Current studies show that the double marker test can identify about 90 percent of women at risk for Down syndrome and 94 percent of major chromosomal defects such as Patau syndrome, and Edward syndrome. It can also detect approximately 60 percent of other chromosomal defects, such as deletions, partial trisomies, and translocations (one chromosome attaches to another chromosome). First-trimester biochemical screening provides clinicians and patients with the advantage of an earlier diagnosis, higher detection rates for fetal Down syndrome, and detection of other chromosome abnormalities.

It also is a nonspecific marker for some major cardiac (heart) defects and syndromes. Further, it can detect many major structural defects associated with normal chromosomes. However, the double marker test also has certain limitations. One disadvantage is that it does not detect neural tube defects (spinal cord defects). As a result, it requires separate biochemical testing after 15 weeks or a fetal anomaly scan at 18 to 22 weeks (also called a morphology scan).

Another disadvantage is that early screening identifies those abnormal pregnancies that eventually miscarry.
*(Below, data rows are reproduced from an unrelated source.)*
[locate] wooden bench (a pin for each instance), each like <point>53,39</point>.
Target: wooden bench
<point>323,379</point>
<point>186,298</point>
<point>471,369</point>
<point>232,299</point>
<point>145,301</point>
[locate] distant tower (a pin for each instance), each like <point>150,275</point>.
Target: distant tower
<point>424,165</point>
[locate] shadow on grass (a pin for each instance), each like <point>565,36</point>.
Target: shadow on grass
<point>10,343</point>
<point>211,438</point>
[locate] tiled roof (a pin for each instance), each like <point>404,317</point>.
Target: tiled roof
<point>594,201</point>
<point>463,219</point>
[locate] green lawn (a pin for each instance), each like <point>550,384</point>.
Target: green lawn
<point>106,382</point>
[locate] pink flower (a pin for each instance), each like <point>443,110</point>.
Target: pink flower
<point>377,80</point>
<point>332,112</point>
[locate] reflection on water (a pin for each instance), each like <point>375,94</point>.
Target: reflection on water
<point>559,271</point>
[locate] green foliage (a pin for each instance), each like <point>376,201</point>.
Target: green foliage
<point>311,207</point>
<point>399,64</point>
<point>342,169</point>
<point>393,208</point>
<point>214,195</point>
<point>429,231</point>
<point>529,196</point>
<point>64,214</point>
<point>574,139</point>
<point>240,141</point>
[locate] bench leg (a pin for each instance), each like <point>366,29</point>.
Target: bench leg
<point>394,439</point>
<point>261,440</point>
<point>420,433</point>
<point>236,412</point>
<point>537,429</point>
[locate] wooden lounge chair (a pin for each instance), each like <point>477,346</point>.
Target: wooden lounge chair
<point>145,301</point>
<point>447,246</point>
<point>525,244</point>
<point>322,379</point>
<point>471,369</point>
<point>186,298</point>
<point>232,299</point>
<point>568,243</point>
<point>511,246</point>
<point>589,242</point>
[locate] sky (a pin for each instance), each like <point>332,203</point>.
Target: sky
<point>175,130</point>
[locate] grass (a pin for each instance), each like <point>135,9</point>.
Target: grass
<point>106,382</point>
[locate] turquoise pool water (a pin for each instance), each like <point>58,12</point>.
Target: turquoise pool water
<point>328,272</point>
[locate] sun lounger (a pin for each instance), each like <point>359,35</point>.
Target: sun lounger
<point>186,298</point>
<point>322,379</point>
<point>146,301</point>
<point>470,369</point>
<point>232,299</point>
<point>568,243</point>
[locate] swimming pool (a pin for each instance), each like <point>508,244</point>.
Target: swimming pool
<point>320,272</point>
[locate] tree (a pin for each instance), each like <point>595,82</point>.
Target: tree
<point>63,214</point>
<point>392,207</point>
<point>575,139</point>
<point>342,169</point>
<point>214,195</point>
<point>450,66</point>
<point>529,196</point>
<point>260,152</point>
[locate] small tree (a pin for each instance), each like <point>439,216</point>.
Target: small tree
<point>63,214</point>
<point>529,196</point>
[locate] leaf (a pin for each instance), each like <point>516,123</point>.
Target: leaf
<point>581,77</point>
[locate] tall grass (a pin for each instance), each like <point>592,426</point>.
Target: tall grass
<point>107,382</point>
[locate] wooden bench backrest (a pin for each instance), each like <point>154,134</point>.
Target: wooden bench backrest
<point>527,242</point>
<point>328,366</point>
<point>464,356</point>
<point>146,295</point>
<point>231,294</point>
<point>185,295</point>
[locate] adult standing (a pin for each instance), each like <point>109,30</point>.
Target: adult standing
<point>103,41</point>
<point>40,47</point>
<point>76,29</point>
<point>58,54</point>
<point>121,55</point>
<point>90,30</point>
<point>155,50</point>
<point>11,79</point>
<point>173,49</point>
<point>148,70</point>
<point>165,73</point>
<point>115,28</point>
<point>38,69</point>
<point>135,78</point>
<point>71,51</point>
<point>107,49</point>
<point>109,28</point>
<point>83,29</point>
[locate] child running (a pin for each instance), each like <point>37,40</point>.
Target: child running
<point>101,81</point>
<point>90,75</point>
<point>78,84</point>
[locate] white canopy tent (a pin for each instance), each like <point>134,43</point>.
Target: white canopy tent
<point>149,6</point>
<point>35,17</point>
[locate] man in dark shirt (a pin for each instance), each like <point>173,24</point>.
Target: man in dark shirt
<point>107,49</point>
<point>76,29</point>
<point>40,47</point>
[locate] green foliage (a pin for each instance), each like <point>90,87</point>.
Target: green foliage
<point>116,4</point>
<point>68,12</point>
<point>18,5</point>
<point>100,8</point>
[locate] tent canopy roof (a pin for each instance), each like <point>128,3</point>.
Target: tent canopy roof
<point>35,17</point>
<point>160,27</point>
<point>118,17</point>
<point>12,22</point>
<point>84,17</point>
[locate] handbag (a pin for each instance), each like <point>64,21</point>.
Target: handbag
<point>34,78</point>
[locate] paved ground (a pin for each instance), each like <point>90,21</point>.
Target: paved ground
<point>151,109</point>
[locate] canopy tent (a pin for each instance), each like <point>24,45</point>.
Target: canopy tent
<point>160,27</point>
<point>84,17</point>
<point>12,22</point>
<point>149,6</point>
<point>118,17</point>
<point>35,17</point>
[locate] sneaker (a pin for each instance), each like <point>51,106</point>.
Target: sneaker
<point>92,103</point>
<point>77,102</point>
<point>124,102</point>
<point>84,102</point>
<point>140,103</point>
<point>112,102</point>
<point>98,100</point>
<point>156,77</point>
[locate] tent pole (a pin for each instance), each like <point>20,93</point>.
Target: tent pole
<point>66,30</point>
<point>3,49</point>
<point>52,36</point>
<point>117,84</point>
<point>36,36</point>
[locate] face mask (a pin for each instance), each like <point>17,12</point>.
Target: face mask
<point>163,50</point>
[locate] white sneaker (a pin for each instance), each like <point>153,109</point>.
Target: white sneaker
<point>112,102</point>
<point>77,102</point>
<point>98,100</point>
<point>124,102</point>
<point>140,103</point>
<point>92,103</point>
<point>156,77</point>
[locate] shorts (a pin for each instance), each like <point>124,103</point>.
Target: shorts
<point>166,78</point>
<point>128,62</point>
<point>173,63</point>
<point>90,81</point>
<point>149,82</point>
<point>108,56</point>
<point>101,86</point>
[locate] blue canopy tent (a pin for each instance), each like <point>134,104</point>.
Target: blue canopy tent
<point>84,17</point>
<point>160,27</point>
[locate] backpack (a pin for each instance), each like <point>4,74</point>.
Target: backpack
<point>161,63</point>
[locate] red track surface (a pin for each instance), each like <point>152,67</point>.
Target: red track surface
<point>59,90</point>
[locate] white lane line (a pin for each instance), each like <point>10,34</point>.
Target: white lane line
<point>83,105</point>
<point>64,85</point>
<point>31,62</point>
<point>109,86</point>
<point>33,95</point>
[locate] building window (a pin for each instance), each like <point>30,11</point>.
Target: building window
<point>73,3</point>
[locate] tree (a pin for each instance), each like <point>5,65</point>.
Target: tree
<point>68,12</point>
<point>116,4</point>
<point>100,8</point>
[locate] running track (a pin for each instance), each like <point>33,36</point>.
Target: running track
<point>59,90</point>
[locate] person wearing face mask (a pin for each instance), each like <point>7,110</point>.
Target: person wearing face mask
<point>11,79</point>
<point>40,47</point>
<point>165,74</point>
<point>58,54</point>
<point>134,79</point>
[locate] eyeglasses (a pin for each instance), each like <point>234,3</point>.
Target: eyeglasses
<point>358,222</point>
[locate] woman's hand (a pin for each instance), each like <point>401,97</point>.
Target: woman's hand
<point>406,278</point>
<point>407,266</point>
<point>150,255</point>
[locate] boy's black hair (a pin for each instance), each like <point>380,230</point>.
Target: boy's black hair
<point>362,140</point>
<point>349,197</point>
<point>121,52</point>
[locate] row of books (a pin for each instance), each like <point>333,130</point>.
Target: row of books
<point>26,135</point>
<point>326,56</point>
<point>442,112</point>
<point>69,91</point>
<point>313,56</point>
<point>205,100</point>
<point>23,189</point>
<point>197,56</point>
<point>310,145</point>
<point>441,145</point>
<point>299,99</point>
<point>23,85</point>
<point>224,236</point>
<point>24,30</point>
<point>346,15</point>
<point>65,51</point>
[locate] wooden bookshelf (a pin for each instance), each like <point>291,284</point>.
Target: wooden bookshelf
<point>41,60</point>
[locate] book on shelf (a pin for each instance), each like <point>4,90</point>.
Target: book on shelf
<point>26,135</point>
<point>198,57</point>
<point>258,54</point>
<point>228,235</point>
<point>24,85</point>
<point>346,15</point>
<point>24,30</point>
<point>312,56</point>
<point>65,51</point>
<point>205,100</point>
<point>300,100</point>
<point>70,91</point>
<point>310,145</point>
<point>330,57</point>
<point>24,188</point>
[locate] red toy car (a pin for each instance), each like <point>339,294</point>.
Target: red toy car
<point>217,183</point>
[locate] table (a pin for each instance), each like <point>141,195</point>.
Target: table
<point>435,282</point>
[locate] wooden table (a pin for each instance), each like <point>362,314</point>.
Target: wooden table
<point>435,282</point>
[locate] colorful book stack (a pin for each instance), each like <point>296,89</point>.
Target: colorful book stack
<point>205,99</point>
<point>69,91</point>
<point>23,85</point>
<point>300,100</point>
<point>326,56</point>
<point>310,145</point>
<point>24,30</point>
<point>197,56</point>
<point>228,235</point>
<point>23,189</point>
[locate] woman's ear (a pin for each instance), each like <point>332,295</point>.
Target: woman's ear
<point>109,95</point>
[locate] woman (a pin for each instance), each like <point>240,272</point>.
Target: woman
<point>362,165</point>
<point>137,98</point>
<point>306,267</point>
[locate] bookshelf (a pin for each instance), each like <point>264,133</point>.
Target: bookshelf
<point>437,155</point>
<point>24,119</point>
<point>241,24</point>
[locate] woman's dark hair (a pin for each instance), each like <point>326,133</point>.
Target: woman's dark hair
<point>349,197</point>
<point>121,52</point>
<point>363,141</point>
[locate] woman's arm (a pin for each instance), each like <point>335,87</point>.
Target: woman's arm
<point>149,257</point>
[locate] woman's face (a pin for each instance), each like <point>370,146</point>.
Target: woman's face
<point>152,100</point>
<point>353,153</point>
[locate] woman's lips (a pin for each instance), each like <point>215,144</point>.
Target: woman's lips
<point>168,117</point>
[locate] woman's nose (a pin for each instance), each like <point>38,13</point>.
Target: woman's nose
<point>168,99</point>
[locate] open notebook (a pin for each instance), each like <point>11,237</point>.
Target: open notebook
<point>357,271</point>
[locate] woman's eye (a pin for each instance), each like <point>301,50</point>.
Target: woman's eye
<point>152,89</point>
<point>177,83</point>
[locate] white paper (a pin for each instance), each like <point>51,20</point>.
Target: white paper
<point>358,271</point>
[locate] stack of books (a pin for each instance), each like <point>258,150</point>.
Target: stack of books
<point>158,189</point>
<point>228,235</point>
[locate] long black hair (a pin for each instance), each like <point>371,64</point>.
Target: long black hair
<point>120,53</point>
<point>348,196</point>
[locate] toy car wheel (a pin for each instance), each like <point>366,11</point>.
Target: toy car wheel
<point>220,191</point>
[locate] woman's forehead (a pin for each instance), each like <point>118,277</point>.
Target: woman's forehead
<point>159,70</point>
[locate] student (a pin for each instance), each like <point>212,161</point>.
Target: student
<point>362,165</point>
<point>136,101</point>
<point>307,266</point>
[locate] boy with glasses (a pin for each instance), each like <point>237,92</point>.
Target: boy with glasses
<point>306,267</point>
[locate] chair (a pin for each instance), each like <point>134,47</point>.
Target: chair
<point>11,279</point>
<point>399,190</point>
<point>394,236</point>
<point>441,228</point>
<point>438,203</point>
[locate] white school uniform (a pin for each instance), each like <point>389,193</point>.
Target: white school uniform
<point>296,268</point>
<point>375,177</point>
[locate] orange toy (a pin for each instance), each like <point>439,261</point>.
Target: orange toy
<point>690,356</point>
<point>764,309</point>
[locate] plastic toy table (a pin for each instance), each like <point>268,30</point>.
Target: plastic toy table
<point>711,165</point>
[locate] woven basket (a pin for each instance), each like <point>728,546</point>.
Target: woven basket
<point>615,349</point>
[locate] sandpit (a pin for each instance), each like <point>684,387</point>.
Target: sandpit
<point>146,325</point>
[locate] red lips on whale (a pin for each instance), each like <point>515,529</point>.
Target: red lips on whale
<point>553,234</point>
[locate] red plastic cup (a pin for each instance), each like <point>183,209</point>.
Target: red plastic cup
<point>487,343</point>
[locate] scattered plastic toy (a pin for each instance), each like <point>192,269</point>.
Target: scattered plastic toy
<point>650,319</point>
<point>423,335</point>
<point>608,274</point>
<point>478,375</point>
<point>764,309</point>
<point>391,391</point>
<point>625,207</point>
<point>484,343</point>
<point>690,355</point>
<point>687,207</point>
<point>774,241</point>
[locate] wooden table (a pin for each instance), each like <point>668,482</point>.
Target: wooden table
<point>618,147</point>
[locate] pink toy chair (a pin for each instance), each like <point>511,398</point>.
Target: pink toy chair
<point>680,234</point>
About 30 percent of affected fetuses die between 12 weeks of gestation and delivery. Hence, women unnecessarily decide to terminate a pregnancy that miscarries. Also, one must remember that the double marker test only provides the genetic disorder risk but not the diagnosis.

Conclusion

The double marker test is a useful pregnancy screening test to determine healthy fetal development. It is an essential and noninvasive screening test in detecting patients for congenital abnormalities. However, it can also give false-positive results (the result indicates that a condition exists when it does not), leading to invasive (involving incision or surgery) diagnostic procedures, such as amniocentesis (which has a small risk of miscarriage), in risk-free pregnant women. Therefore, the concerned doctors must carefully correlate the test results with the sonographic findings to reduce errors.